Shoveling snow

The snow-shoveling I've been taking part in over the last couple of weeks is best described with a set of graphs:

openSUSE boot time improvements on netbook

So far, we've been able to lop about 23 seconds – or 48% – off the time it takes to boot openSUSE 11.1 on this particular netbook, without sacrificing much in the way of functionality. It boots straight into GNOME and its usual trappings, including the panel, Nautilus, "slab" main menu, nm-applet, PackageKit updater, printing applet (written in Python…), CUPS, etc.

It's important to note that this time is measured from the moment bootchart starts until everything settles and is ready to use, easily identified in the chart as the moment where CPU activity falls to the baseline of noise from bootchartd itself.

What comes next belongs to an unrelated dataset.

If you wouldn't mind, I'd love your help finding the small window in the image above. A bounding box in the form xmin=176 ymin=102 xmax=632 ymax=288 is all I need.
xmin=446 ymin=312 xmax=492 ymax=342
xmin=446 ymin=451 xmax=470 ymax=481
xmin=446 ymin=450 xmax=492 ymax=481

It's also important to note that this is on a netbook with a slow CPU, slow-to-init X driver/graphics hardware and fast SSD I/O. I'm hearing a lot of numbers being bandied about these days, e.g. "distribution Foo boots in 10 seconds", and these numbers are meaningless without hardware specifications and a list of features you get. GNOME delivers a different feature set from Xfce, and netbooks and workstations usually perform very differently. Then there are questions of flexibility; is the system open-ended? Can you get server features by just installing packages and configuring them?

IMO, openSUSE has had unacceptable boot times on workstations for a long time now. Hopefully these changes will make it into future releases, upstream where possible.